The class of 2011 is one of the most geographically diverse in the law school's history, with 28 percent of the 325 incoming students hailing from 40 states. The representation of international students is also among the highest on record, with students from France, China, Singapore, Taiwan, India, the Bahamas, and Canada.

"Having so many students come from all across the country and around the world speaks to the growing reputation of the law school and the appeal of our mission to educate outstanding lawyers to be leaders for a more just and humane world," said Dean Kellye Testy. "What sets this law school apart is that we provide our students not only an excellent grounding in legal theory, but also the skills and values they need to become transformative leaders in the pursuit of justice."

Two members of the incoming class who particularly embody that mission are Patricia Sully and Reyna Ramolete Hayashi, this year's Scholars for Justice. They will both receive full tuition scholarships in recognition of their work on social justice and their commitment to pursue a career as a public interest lawyer. Sully recently returned from two years in Botswana with the Peace Corps, , and Hayashi's interest is in public health and sustainable housing.

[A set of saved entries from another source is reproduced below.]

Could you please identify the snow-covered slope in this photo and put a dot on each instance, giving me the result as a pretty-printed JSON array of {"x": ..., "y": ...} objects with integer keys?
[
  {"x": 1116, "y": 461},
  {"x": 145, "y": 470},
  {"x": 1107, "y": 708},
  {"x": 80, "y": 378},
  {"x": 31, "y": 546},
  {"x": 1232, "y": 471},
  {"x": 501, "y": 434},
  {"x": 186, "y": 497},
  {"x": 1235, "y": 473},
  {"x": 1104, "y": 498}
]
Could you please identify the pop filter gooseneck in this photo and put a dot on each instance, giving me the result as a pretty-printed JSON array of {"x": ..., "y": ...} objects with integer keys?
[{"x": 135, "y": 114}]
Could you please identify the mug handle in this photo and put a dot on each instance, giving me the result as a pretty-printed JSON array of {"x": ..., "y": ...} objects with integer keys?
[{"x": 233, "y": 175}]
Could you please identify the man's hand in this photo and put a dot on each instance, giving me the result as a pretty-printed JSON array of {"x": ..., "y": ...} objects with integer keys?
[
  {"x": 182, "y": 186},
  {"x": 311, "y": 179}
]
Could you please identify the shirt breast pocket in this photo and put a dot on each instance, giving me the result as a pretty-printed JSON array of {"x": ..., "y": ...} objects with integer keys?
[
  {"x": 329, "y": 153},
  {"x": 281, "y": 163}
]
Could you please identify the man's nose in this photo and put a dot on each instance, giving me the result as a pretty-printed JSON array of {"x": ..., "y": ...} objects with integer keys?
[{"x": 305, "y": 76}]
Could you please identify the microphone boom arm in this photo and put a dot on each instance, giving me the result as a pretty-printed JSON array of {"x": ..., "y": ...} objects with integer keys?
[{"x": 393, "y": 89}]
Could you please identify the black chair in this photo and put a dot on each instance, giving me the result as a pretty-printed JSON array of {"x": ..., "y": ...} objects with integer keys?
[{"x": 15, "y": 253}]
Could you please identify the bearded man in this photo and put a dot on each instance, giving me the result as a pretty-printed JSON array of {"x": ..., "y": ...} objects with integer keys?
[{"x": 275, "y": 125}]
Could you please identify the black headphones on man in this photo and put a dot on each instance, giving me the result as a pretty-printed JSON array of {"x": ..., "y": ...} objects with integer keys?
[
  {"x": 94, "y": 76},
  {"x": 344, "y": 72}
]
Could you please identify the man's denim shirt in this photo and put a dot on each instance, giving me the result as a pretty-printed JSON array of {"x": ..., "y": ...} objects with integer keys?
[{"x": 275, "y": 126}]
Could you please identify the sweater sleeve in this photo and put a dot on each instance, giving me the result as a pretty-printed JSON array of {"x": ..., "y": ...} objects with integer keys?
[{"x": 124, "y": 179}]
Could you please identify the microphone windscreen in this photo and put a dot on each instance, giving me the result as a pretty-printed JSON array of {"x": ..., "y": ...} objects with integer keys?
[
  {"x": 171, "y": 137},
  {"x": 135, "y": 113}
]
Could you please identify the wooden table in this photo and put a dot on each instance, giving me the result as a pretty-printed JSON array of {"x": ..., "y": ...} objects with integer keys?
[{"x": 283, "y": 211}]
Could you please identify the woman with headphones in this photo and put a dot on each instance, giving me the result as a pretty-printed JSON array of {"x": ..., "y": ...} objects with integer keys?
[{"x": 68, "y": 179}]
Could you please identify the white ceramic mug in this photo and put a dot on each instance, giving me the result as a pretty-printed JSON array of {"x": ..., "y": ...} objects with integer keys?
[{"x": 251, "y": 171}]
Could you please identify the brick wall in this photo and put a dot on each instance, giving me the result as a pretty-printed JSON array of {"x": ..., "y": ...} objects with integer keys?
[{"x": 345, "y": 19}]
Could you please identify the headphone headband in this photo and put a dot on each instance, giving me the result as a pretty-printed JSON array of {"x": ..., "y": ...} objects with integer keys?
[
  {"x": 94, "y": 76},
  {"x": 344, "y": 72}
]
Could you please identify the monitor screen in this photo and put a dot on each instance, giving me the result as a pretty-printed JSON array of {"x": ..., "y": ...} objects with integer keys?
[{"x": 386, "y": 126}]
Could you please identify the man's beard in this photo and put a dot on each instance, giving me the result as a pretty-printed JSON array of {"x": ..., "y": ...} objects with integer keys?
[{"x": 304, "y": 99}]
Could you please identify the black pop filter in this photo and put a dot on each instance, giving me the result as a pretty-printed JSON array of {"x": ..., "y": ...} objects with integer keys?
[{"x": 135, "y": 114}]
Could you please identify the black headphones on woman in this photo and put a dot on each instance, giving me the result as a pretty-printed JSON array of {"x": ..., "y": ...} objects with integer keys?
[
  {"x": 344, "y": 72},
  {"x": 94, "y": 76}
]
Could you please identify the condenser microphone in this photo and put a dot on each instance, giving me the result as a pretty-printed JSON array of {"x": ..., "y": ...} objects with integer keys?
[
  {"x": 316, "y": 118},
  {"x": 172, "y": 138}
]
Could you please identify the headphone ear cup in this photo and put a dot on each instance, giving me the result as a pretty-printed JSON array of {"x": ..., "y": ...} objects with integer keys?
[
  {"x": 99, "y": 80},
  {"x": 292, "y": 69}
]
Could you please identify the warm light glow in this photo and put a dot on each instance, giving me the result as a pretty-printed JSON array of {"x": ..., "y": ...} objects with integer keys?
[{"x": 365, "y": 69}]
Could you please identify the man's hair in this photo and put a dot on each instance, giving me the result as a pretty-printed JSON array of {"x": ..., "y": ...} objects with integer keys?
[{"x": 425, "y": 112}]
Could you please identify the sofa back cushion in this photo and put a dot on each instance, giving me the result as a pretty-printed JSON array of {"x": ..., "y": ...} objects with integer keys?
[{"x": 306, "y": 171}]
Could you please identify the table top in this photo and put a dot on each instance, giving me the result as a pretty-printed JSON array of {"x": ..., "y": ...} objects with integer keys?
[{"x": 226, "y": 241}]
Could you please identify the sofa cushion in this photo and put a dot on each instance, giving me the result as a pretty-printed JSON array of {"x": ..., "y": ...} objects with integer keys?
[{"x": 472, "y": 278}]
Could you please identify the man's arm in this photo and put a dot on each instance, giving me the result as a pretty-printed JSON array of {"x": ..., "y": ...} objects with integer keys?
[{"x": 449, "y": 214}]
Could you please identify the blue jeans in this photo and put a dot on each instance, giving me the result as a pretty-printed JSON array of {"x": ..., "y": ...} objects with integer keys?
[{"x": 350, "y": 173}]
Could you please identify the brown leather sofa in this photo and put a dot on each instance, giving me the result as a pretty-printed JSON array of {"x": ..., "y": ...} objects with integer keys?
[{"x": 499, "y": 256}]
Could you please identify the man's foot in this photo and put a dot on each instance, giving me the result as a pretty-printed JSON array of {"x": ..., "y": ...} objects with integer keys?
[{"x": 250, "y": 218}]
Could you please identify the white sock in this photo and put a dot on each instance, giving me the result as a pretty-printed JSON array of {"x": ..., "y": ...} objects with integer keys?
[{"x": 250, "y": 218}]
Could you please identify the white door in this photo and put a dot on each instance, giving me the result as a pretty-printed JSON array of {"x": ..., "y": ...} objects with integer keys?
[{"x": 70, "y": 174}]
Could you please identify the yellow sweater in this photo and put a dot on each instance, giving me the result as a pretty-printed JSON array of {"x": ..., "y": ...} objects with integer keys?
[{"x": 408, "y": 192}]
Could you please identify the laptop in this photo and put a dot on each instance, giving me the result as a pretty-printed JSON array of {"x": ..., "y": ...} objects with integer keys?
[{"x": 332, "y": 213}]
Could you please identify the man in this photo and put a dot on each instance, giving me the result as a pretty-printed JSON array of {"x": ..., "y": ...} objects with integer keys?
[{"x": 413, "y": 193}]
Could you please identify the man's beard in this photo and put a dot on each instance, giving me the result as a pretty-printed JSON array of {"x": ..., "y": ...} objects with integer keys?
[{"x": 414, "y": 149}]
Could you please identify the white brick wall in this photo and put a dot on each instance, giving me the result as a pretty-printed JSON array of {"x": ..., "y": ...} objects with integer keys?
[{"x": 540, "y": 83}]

The scholarship allows two of the most promising students who have proven their dedication to this important but traditionally lower-paying field of law to earn their degrees without incurring the debt that is often an obstacle in choosing such a career. Scholars make a moral commitment to devote much of their careers to public interest law or to donate to the law school's scholarship fund an amount at least equal to the scholarship should their career path change.

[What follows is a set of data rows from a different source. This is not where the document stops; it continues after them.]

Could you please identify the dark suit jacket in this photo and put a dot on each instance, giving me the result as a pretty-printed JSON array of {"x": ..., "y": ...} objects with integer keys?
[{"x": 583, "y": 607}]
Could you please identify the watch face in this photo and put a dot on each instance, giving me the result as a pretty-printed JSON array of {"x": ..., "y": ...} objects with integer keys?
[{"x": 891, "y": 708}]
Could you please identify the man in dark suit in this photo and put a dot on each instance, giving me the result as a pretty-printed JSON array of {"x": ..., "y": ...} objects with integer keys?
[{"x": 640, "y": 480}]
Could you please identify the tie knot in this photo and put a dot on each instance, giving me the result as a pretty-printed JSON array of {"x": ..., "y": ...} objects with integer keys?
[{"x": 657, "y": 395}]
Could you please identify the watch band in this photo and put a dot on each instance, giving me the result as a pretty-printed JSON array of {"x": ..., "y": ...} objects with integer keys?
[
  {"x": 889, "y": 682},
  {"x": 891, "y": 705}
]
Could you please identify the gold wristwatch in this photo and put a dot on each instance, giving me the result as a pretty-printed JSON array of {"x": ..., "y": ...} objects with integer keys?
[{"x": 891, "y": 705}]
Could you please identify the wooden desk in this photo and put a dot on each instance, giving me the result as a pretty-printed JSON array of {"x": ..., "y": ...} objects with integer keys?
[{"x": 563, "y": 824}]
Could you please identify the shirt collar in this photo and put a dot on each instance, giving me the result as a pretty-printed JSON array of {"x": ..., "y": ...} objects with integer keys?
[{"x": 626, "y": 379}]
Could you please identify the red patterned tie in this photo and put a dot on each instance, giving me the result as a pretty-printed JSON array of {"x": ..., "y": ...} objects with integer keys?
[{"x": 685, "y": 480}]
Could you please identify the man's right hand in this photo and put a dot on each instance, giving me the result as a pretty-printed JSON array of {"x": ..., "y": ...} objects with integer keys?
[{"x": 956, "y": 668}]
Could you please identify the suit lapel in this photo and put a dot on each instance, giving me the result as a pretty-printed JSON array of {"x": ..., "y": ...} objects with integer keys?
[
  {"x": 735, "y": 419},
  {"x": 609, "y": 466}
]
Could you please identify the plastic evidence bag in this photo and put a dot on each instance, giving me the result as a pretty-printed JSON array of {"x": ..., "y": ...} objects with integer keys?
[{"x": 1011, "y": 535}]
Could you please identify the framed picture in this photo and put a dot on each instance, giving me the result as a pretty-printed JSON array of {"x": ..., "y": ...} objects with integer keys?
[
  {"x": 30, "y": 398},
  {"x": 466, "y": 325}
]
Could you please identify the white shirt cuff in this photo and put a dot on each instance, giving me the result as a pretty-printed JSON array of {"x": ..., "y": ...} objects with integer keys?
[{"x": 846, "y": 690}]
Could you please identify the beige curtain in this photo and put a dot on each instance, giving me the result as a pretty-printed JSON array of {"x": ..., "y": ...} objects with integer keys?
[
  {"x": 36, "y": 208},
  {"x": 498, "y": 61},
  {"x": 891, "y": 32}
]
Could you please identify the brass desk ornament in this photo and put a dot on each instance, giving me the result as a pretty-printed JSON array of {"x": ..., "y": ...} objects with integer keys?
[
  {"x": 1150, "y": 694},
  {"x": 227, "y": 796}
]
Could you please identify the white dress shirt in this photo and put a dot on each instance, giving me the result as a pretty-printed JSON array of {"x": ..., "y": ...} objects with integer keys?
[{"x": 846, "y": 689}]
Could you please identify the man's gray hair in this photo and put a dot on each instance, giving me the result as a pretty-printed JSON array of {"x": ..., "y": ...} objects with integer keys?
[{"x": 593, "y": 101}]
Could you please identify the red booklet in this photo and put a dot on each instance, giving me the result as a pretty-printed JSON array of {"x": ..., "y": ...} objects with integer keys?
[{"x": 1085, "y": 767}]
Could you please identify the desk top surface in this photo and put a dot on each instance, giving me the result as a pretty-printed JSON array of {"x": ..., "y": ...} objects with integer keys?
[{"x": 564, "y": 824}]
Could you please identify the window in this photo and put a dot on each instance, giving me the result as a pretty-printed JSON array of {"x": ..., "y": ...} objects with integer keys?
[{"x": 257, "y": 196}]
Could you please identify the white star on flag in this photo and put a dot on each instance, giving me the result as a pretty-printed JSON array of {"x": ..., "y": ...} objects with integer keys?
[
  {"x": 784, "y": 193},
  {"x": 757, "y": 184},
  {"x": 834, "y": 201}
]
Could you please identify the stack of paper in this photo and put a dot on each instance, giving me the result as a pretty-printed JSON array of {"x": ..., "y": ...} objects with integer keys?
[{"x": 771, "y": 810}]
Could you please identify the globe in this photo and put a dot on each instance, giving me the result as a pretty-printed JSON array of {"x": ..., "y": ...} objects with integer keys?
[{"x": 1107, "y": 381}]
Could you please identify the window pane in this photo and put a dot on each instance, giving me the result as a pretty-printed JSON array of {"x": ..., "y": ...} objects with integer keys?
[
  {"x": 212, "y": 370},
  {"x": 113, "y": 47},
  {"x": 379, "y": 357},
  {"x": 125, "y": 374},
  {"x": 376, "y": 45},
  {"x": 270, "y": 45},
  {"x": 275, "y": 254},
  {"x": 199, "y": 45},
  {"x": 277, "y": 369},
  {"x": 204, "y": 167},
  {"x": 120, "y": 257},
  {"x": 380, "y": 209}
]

This year, for the first time, the law school also awarded community service stipends to six entering students. The stipends recognize participation in Peace Corps, AmeriCorps, City Year, Teach for America, VISTA, or the Jesuit Volunteer Corps.

The new class also comprises students with a more traditional path to law school, including careers as personal bankers, paralegals, legislative directors, medical researchers and college administrators. While the cohort of Boeing employees in the evening class has been holding steady at about 25 percent, the number of Microsoft and Starbucks employees has been on the rise in recent years.

The average age of the entering class is 27. Women make up 57 percent of the class, and people of color 33 percent.

Orientation Focuses on Professionalism

Professional formation is an important element of a comprehensive law school education. To help the students start their journey on the right foot, the theme of this year's orientation was professionalism.

Presentations covered every aspect of the topic, from professionally appropriate use of electronic media such as e-mail and social networking sites to maintaining a healthy work-life balance. Students from the Student Bar Association, Social Justice Coalition, Intellectual Property Law Society and the Black Law Student Association highlighted the opportunities available for professional involvement through organizations at the law school. Diana Singleton ‘98, director of the Access to Justice Institute, and Professor from Practice John McKay spoke about what it means to conduct oneself as a professional in any situation.

Paula Littlewood, executive director of the Washington State Bar Association, welcomed students to the legal profession. Dean Testy introduced keynote speaker Jeannette Walls, author of the acclaimed memoir The Glass Castle. Before writing the book, Walls, a successful writer and journalist, had concealed the truth about her childhood - a nomadic existence marked by poverty and her father's alcoholism - fearing that colleagues would think less of her for it. Her journey from southwest desert to New York's Park Avenue offered an inspiring vision of determination and achievement.

Following Walls' presentation, Professor Dean Spade, a poverty law expert, and Ada Shen-Jaffe, Senior Adviser to the Dean, commented on her remarks and related them to their own work for equal justice.